Exploration of Nursing Care Strategies for the Management of Urinary Incontinence in Hospitalized Women

Karen A. Blanchette, BSN, RN

Disclosures

Urol Nurs. 2012;32(5):256-259. 

In This Article

Recommendations

As a result of this literature review, the author and colleagues made the following suggestions to their hospital staff regarding care of hospitalized women with UI. First, specific education to support appropriate nursing assessment and management of UI is essential to reducing the number of incontinent episodes among this vulnerable population. Nursing staff education should include the identification of transient causes of UI and the best nursing strategies for UI management.
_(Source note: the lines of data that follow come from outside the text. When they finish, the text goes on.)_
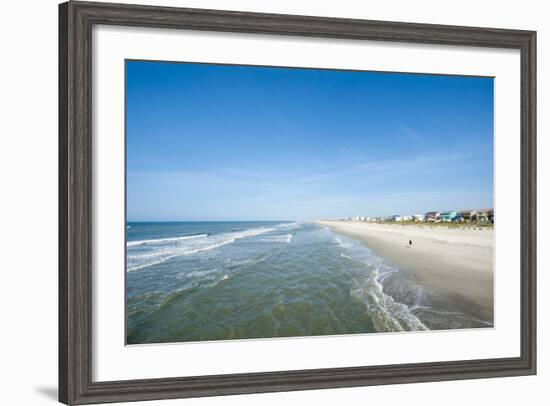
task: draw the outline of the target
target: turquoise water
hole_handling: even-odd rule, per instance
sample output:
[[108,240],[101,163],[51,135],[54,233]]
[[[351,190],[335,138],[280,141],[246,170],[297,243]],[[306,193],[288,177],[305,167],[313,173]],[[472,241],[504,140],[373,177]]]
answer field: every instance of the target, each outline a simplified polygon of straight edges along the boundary
[[128,223],[127,343],[476,327],[406,272],[307,222]]

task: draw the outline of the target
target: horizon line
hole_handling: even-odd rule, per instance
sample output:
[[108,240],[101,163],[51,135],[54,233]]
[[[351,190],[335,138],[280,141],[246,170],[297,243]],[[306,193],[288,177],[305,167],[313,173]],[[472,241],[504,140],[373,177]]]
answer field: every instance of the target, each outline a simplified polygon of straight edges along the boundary
[[284,219],[284,220],[126,220],[126,223],[216,223],[216,222],[227,222],[227,223],[253,223],[258,221],[309,221],[306,219],[303,220],[294,220],[294,219]]

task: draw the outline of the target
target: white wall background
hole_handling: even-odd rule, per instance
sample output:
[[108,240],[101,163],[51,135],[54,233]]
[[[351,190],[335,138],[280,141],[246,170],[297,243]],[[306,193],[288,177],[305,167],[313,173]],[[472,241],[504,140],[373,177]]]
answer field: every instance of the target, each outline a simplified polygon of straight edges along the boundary
[[[125,1],[128,2],[128,1]],[[550,385],[550,164],[546,2],[463,0],[145,0],[155,5],[473,25],[538,31],[538,328],[536,377],[147,402],[144,405],[544,404]],[[2,5],[0,24],[0,404],[57,398],[57,1]],[[546,155],[546,157],[544,156]],[[413,351],[414,349],[411,349]],[[545,400],[546,398],[546,400]],[[134,403],[136,404],[136,403]],[[141,404],[141,403],[140,403]],[[136,404],[138,405],[138,404]]]

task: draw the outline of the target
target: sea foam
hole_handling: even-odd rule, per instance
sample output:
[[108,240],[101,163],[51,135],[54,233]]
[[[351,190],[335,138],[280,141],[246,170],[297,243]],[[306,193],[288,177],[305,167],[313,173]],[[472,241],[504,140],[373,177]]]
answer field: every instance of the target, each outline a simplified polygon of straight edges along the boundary
[[214,235],[199,234],[184,237],[129,241],[127,247],[127,271],[136,271],[169,259],[210,251],[236,240],[254,237],[273,231],[273,228],[252,228]]
[[344,251],[340,257],[365,266],[364,277],[356,280],[357,286],[350,294],[366,306],[377,331],[428,330],[406,304],[384,292],[384,281],[398,274],[397,269],[354,240],[334,236],[333,241]]
[[128,241],[126,243],[126,246],[135,247],[136,245],[144,245],[144,244],[165,244],[165,243],[190,240],[193,238],[204,238],[204,237],[208,237],[208,234],[186,235],[183,237],[171,237],[171,238],[158,238],[153,240]]
[[269,235],[258,239],[261,242],[286,242],[287,244],[292,241],[292,234],[284,235]]

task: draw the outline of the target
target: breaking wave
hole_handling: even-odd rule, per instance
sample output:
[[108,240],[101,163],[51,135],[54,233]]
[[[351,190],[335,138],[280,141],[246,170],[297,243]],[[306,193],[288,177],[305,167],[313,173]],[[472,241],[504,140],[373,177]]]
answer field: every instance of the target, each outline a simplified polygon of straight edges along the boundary
[[334,236],[334,242],[344,251],[340,257],[355,263],[363,264],[369,272],[363,279],[356,280],[350,295],[363,303],[371,316],[374,328],[378,332],[428,330],[428,327],[416,317],[406,304],[384,292],[384,281],[399,271],[384,263],[371,251],[341,236]]
[[157,265],[171,258],[210,251],[239,239],[254,237],[273,231],[273,228],[253,228],[221,234],[199,234],[185,237],[155,240],[129,241],[127,247],[127,271],[136,271]]

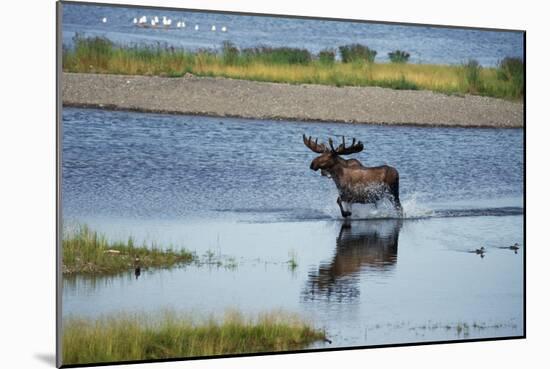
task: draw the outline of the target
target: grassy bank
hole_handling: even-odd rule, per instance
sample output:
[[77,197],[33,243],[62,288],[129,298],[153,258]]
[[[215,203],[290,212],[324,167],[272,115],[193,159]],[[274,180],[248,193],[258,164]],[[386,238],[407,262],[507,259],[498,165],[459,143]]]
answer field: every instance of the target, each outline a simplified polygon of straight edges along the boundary
[[111,242],[87,226],[65,232],[62,249],[63,274],[112,274],[137,266],[170,267],[196,259],[193,253],[184,249],[137,246],[132,238],[124,242]]
[[[339,52],[340,59],[336,55]],[[389,53],[391,63],[375,62],[376,51],[344,45],[318,55],[294,48],[239,49],[225,42],[221,50],[188,52],[171,47],[119,47],[105,38],[76,37],[63,52],[63,70],[78,73],[227,77],[253,81],[314,83],[333,86],[380,86],[478,94],[521,99],[523,62],[505,58],[484,68],[475,60],[463,65],[408,64],[409,54]]]
[[255,319],[231,312],[221,321],[199,322],[174,313],[69,318],[63,364],[297,350],[324,338],[323,331],[280,312]]

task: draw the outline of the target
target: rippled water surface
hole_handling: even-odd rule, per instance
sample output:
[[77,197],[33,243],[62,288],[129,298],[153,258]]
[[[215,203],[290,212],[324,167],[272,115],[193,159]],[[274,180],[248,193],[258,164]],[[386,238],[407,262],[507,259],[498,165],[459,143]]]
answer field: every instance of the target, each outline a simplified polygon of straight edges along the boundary
[[[382,203],[341,220],[303,133],[396,167],[404,219]],[[65,226],[219,263],[65,278],[63,313],[283,308],[331,347],[521,335],[523,133],[65,108]]]
[[[396,49],[411,54],[411,62],[457,64],[477,59],[494,66],[502,58],[523,58],[523,35],[519,32],[479,31],[439,27],[411,27],[376,23],[321,21],[228,15],[189,11],[64,5],[63,43],[72,45],[75,33],[106,36],[125,45],[169,45],[188,50],[219,49],[225,40],[241,48],[267,45],[306,48],[314,53],[350,43],[362,43],[378,51],[377,60],[387,61]],[[171,29],[144,29],[134,26],[133,18],[167,16]],[[102,18],[107,18],[103,23]],[[388,19],[391,21],[391,19]],[[187,25],[175,28],[178,21]],[[195,31],[195,25],[199,30]],[[212,32],[211,26],[217,31]],[[227,32],[220,32],[221,27]]]

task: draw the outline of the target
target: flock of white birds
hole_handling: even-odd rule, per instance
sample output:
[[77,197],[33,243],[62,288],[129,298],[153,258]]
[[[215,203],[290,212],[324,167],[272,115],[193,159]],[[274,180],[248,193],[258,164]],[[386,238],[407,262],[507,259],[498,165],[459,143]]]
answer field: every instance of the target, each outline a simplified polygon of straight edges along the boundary
[[[107,23],[107,17],[103,17],[101,19],[101,22]],[[134,18],[133,20],[134,25],[137,27],[143,27],[143,28],[156,28],[156,27],[164,27],[164,28],[170,28],[172,27],[172,19],[163,16],[162,19],[159,19],[158,16],[147,18],[146,15],[143,15],[139,18]],[[185,28],[186,24],[184,21],[178,21],[176,23],[176,28]],[[198,24],[195,24],[195,31],[198,31],[200,29]],[[212,27],[210,27],[210,30],[212,32],[216,32],[217,28],[216,25],[213,24]],[[222,32],[227,32],[227,27],[223,26],[220,28]]]

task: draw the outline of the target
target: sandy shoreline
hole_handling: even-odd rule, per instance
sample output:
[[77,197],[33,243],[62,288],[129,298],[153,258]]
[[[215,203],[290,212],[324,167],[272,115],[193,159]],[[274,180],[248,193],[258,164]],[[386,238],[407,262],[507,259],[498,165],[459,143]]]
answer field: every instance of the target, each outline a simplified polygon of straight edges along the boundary
[[63,73],[61,86],[65,106],[255,119],[524,126],[522,103],[430,91],[79,73]]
Second, nursing strategies for UI management include timed voiding, offering help to reach the toilet, maintaining a clear path to the toilet, prompting individuals to use the toilet every two hours while awake, and avoiding the use of indwelling catheters. Third, nursing staff should also be aware of bladder irritants that exacerbate UI and educate patients about the effect of these irritants on the urinary system. Hospital staff should recognize that some medications cause transient UI, and these medications should be avoided when possible.

Further research is needed to identify best nursing care strategies for the management of UI among hospitalized women. The literature does not identify which factor(s) most strongly influence frequency of incontinent episodes. Future research should focus on the role of interdisciplinary care in the acute care environment and the role of the caregiver in the community setting. Emphasis should be placed on identifying factors most strongly correlated with high incidences of UI and how best to modify these factors.